The elite agency, which investigates terror cases, said these separatists - all key members of the Hurriyat and one of who is the son-in-law of Hurriyat hardliner Syed Ali Shah Geelani - were in touch with stone-pelters, about 60 of who have been identified.
Investigators have tracked their communication to locations where protests erupted with crowds throwing stones at security personnel, often to disrupt operations against terrorists, the NIA said, as it produced the seven in court.

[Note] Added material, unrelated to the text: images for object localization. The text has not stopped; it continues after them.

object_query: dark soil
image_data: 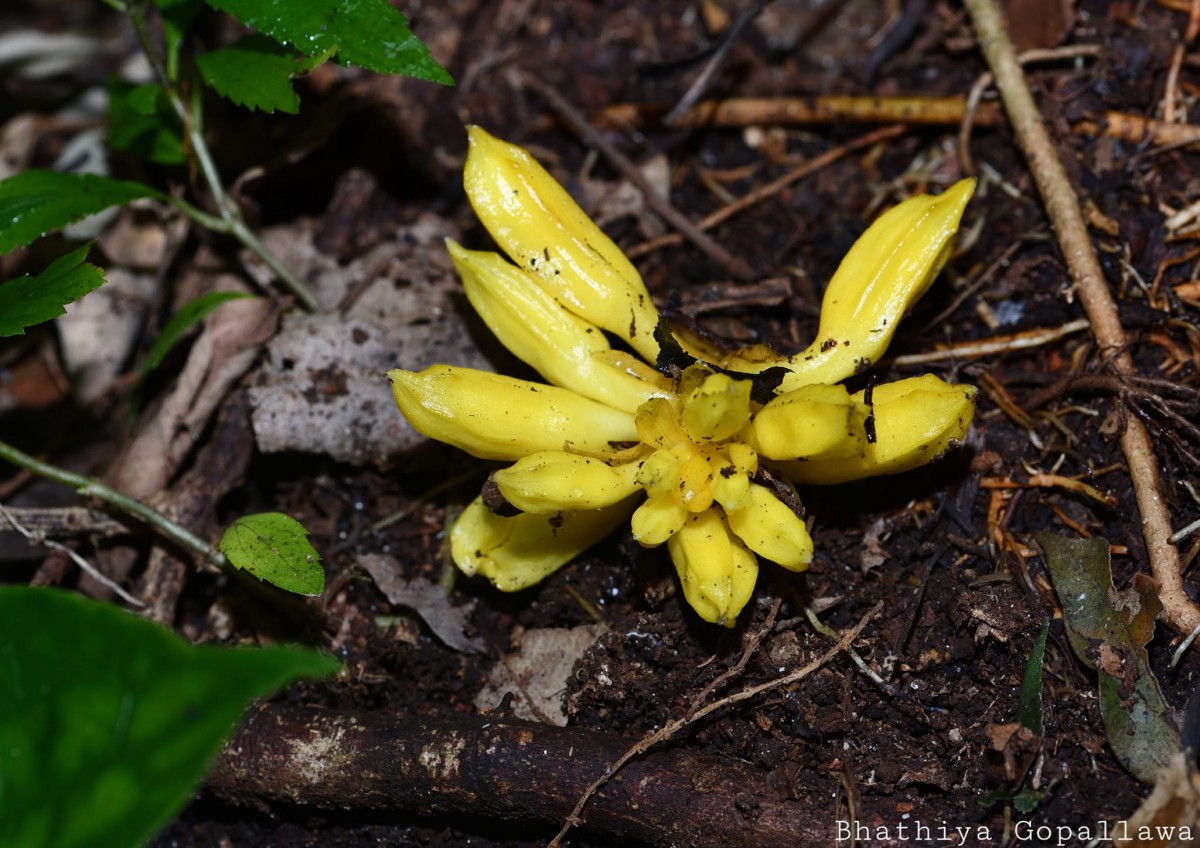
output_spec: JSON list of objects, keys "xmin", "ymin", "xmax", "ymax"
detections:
[{"xmin": 5, "ymin": 0, "xmax": 1200, "ymax": 846}]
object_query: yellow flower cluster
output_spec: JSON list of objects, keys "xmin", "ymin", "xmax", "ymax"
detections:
[{"xmin": 390, "ymin": 127, "xmax": 977, "ymax": 625}]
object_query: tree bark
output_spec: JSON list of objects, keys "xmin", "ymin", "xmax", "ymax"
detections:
[{"xmin": 207, "ymin": 704, "xmax": 832, "ymax": 847}]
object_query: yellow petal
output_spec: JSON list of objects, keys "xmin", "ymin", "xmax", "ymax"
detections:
[
  {"xmin": 726, "ymin": 178, "xmax": 975, "ymax": 390},
  {"xmin": 777, "ymin": 375, "xmax": 977, "ymax": 484},
  {"xmin": 388, "ymin": 365, "xmax": 636, "ymax": 461},
  {"xmin": 448, "ymin": 240, "xmax": 665, "ymax": 413},
  {"xmin": 635, "ymin": 448, "xmax": 681, "ymax": 498},
  {"xmin": 725, "ymin": 483, "xmax": 813, "ymax": 571},
  {"xmin": 667, "ymin": 510, "xmax": 758, "ymax": 626},
  {"xmin": 630, "ymin": 492, "xmax": 688, "ymax": 546},
  {"xmin": 493, "ymin": 452, "xmax": 642, "ymax": 514},
  {"xmin": 680, "ymin": 371, "xmax": 753, "ymax": 442},
  {"xmin": 746, "ymin": 383, "xmax": 867, "ymax": 461},
  {"xmin": 464, "ymin": 125, "xmax": 662, "ymax": 362},
  {"xmin": 451, "ymin": 495, "xmax": 633, "ymax": 591},
  {"xmin": 635, "ymin": 397, "xmax": 688, "ymax": 449}
]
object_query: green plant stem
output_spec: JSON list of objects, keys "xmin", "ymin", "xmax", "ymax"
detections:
[
  {"xmin": 124, "ymin": 4, "xmax": 320, "ymax": 312},
  {"xmin": 0, "ymin": 438, "xmax": 227, "ymax": 569}
]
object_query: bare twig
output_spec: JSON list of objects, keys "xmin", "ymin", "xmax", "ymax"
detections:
[
  {"xmin": 547, "ymin": 602, "xmax": 882, "ymax": 847},
  {"xmin": 516, "ymin": 70, "xmax": 758, "ymax": 281},
  {"xmin": 0, "ymin": 502, "xmax": 143, "ymax": 606},
  {"xmin": 963, "ymin": 0, "xmax": 1200, "ymax": 636}
]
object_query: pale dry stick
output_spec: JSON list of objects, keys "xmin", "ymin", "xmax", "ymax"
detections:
[
  {"xmin": 957, "ymin": 44, "xmax": 1101, "ymax": 174},
  {"xmin": 0, "ymin": 502, "xmax": 143, "ymax": 607},
  {"xmin": 963, "ymin": 0, "xmax": 1200, "ymax": 636},
  {"xmin": 546, "ymin": 602, "xmax": 883, "ymax": 848},
  {"xmin": 627, "ymin": 124, "xmax": 907, "ymax": 259},
  {"xmin": 887, "ymin": 318, "xmax": 1090, "ymax": 367}
]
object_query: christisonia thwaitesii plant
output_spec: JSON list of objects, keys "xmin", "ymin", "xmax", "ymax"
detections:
[{"xmin": 389, "ymin": 126, "xmax": 977, "ymax": 625}]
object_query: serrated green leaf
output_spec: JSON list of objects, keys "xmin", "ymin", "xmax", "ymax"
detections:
[
  {"xmin": 220, "ymin": 512, "xmax": 324, "ymax": 596},
  {"xmin": 1038, "ymin": 532, "xmax": 1179, "ymax": 783},
  {"xmin": 142, "ymin": 291, "xmax": 258, "ymax": 376},
  {"xmin": 1017, "ymin": 618, "xmax": 1048, "ymax": 737},
  {"xmin": 197, "ymin": 35, "xmax": 304, "ymax": 114},
  {"xmin": 0, "ymin": 244, "xmax": 106, "ymax": 337},
  {"xmin": 0, "ymin": 170, "xmax": 163, "ymax": 254},
  {"xmin": 107, "ymin": 81, "xmax": 186, "ymax": 165},
  {"xmin": 0, "ymin": 586, "xmax": 338, "ymax": 848},
  {"xmin": 202, "ymin": 0, "xmax": 452, "ymax": 84}
]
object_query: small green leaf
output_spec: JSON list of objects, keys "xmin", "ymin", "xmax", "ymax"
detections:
[
  {"xmin": 0, "ymin": 170, "xmax": 163, "ymax": 254},
  {"xmin": 1017, "ymin": 618, "xmax": 1049, "ymax": 737},
  {"xmin": 0, "ymin": 586, "xmax": 338, "ymax": 848},
  {"xmin": 141, "ymin": 291, "xmax": 257, "ymax": 376},
  {"xmin": 220, "ymin": 512, "xmax": 324, "ymax": 596},
  {"xmin": 197, "ymin": 35, "xmax": 305, "ymax": 114},
  {"xmin": 1038, "ymin": 532, "xmax": 1180, "ymax": 783},
  {"xmin": 202, "ymin": 0, "xmax": 453, "ymax": 84},
  {"xmin": 107, "ymin": 81, "xmax": 186, "ymax": 165},
  {"xmin": 0, "ymin": 244, "xmax": 106, "ymax": 337}
]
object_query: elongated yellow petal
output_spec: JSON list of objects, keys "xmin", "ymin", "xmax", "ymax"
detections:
[
  {"xmin": 667, "ymin": 510, "xmax": 758, "ymax": 626},
  {"xmin": 745, "ymin": 383, "xmax": 867, "ymax": 461},
  {"xmin": 630, "ymin": 492, "xmax": 688, "ymax": 546},
  {"xmin": 448, "ymin": 240, "xmax": 666, "ymax": 413},
  {"xmin": 680, "ymin": 371, "xmax": 753, "ymax": 442},
  {"xmin": 493, "ymin": 452, "xmax": 642, "ymax": 514},
  {"xmin": 777, "ymin": 375, "xmax": 977, "ymax": 484},
  {"xmin": 726, "ymin": 178, "xmax": 975, "ymax": 390},
  {"xmin": 464, "ymin": 125, "xmax": 662, "ymax": 361},
  {"xmin": 388, "ymin": 365, "xmax": 636, "ymax": 461},
  {"xmin": 725, "ymin": 483, "xmax": 813, "ymax": 571},
  {"xmin": 451, "ymin": 495, "xmax": 633, "ymax": 591}
]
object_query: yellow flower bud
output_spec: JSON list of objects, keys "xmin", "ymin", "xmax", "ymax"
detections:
[
  {"xmin": 451, "ymin": 495, "xmax": 633, "ymax": 591},
  {"xmin": 464, "ymin": 125, "xmax": 662, "ymax": 361},
  {"xmin": 726, "ymin": 178, "xmax": 976, "ymax": 391},
  {"xmin": 746, "ymin": 383, "xmax": 867, "ymax": 461},
  {"xmin": 667, "ymin": 510, "xmax": 758, "ymax": 625},
  {"xmin": 388, "ymin": 365, "xmax": 637, "ymax": 461},
  {"xmin": 492, "ymin": 451, "xmax": 642, "ymax": 514},
  {"xmin": 725, "ymin": 483, "xmax": 813, "ymax": 572},
  {"xmin": 448, "ymin": 239, "xmax": 667, "ymax": 414},
  {"xmin": 778, "ymin": 374, "xmax": 977, "ymax": 484}
]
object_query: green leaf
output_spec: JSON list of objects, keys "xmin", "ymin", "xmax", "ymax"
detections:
[
  {"xmin": 0, "ymin": 244, "xmax": 106, "ymax": 337},
  {"xmin": 0, "ymin": 586, "xmax": 337, "ymax": 848},
  {"xmin": 197, "ymin": 35, "xmax": 305, "ymax": 114},
  {"xmin": 1017, "ymin": 618, "xmax": 1049, "ymax": 736},
  {"xmin": 202, "ymin": 0, "xmax": 453, "ymax": 84},
  {"xmin": 141, "ymin": 291, "xmax": 257, "ymax": 376},
  {"xmin": 0, "ymin": 170, "xmax": 163, "ymax": 254},
  {"xmin": 220, "ymin": 512, "xmax": 325, "ymax": 596},
  {"xmin": 107, "ymin": 81, "xmax": 186, "ymax": 165},
  {"xmin": 1038, "ymin": 532, "xmax": 1179, "ymax": 783}
]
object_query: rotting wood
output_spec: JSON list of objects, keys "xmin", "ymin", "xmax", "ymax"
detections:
[{"xmin": 206, "ymin": 705, "xmax": 830, "ymax": 848}]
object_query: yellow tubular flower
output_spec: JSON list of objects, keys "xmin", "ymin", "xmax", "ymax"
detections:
[
  {"xmin": 778, "ymin": 375, "xmax": 978, "ymax": 485},
  {"xmin": 668, "ymin": 510, "xmax": 759, "ymax": 627},
  {"xmin": 388, "ymin": 365, "xmax": 636, "ymax": 461},
  {"xmin": 463, "ymin": 125, "xmax": 663, "ymax": 362},
  {"xmin": 448, "ymin": 240, "xmax": 669, "ymax": 414},
  {"xmin": 726, "ymin": 178, "xmax": 976, "ymax": 391},
  {"xmin": 390, "ymin": 128, "xmax": 979, "ymax": 626},
  {"xmin": 451, "ymin": 495, "xmax": 636, "ymax": 592}
]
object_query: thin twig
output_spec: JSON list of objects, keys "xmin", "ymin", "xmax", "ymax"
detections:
[
  {"xmin": 0, "ymin": 438, "xmax": 226, "ymax": 568},
  {"xmin": 547, "ymin": 602, "xmax": 882, "ymax": 848},
  {"xmin": 886, "ymin": 318, "xmax": 1090, "ymax": 366},
  {"xmin": 517, "ymin": 70, "xmax": 758, "ymax": 281},
  {"xmin": 124, "ymin": 4, "xmax": 320, "ymax": 311},
  {"xmin": 963, "ymin": 0, "xmax": 1200, "ymax": 637},
  {"xmin": 663, "ymin": 0, "xmax": 767, "ymax": 126},
  {"xmin": 0, "ymin": 502, "xmax": 144, "ymax": 606},
  {"xmin": 628, "ymin": 124, "xmax": 907, "ymax": 259}
]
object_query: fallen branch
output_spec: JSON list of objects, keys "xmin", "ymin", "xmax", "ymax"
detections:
[
  {"xmin": 963, "ymin": 0, "xmax": 1200, "ymax": 636},
  {"xmin": 207, "ymin": 705, "xmax": 831, "ymax": 847}
]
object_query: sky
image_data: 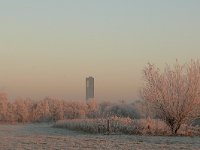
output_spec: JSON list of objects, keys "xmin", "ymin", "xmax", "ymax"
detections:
[{"xmin": 0, "ymin": 0, "xmax": 200, "ymax": 101}]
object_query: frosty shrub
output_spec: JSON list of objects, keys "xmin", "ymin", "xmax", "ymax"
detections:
[
  {"xmin": 53, "ymin": 117, "xmax": 174, "ymax": 135},
  {"xmin": 99, "ymin": 101, "xmax": 142, "ymax": 119},
  {"xmin": 53, "ymin": 117, "xmax": 134, "ymax": 134},
  {"xmin": 141, "ymin": 60, "xmax": 200, "ymax": 134}
]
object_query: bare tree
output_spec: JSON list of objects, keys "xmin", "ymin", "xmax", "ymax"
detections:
[{"xmin": 141, "ymin": 60, "xmax": 200, "ymax": 134}]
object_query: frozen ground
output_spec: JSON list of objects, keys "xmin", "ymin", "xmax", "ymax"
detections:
[{"xmin": 0, "ymin": 123, "xmax": 200, "ymax": 150}]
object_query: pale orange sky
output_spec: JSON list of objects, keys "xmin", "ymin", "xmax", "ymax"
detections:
[{"xmin": 0, "ymin": 1, "xmax": 200, "ymax": 101}]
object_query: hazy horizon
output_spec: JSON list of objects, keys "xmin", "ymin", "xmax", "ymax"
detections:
[{"xmin": 0, "ymin": 0, "xmax": 200, "ymax": 101}]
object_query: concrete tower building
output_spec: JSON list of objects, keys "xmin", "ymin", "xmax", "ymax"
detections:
[{"xmin": 86, "ymin": 76, "xmax": 94, "ymax": 100}]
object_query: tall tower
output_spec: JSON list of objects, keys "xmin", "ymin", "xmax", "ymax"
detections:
[{"xmin": 86, "ymin": 76, "xmax": 94, "ymax": 100}]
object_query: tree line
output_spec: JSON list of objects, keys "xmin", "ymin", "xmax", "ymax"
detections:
[{"xmin": 0, "ymin": 93, "xmax": 141, "ymax": 123}]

While Bitta Karate or Farooq Ahmed Dar, a former militant accused of several killings but let off by court because of lack of evidence, was arrested from Delhi, the others were arrested in Srinagar on Monday and were brought to the national capital. They include Geelani's son-in-law Altaf Ahmed Shah, three key aides Ayaz Akbar, Mehrajuddin Kalwal and Bashir Ahmad Bhat and Nayeem Khan and Shahid-ul-Islam, a close associate of Mirwaiz Umar Farooq, seen as a moderate among separatists.
"Evidence collected so far clearly proves a financial trail as well as a direct link between terror activities and funding from Pakistan-based terror groups," NIA spokesman Alok Mittal had said on Monday.
The arrests were made after a two-month-long investigation and several rounds of questioning in Srinagar and Delhi. Geelani's son-in-law was interrogated for two weeks.
India has, for years, accused Pakistan of funding, arming and training Kashmiri separatists but this is the first time that so many senior members of the Hurriyat Conference have been arrested on charges of receiving money from Pakistan.
The NIA first information report names as an accused Pakistan-based terrorist Hafiz Saeed, who heads the Jamaat-ud-Dawah, a front for the Lashkar-e-Taiba (LeT), and also the Hurriyat Conference and terror outfit Hizbul Mujahideen.